The Council also agreed to pursue Tim and Kelly Carlson's request to de-annex from the City. The Carlson's live just east of the Little Sioux River on the east edge of Cherokee and receive no City sewer or water.
The Council approved authorizing City Attorney Miller to draw up the required legal documentation to allow the Carlson's to secede from the City. The matter will return to the Council agenda after the proper paperwork is completed.
The Council spent consierable time discussing the proposed demolition of a dilapidated house at 324 E. Main St. that the City now owns. That demolition project carries a $4,730 price tag after Schoon Construction of Cherokee turned in the lone bid for the work. It would also cost the City another $2,000 to $4,000 for landfill fees for the demolished materials.
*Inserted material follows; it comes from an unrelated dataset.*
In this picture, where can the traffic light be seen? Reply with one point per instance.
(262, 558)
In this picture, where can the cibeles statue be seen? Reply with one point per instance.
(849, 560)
While agreeing that such blighted areas need to be removed throughout the City, the Council was in a quandry as to how to pay for it, as there are no special funds budgeted for such issues.
The eventual motion to approve the demolition project failed and the matter will be addressed at a later date if a funding source can be worked out. The Council also spoke of starting such a fund in the next budgeting sessions.
The Council also gave tentative approval of the Community Center's beer/wine license to The Gathering Place for the annual Cherokee Jazz & Blues Festival January 2, 3, 4, 2009. The license has been transferred for past Cherokee Jazz & Blues Festivals.
However, Council member Linda Burkhart questioned where the profits went from such beer/wine revenues. "Do we charge them for use of the license?" asked Burkhart. "Where do the profits go? To the Jazz Fest or the Gathering Place?"
The unanimous approval for the license transfer remains tentative while interim City Manager Don Eikmeier investigates the matter and reports back to the Council.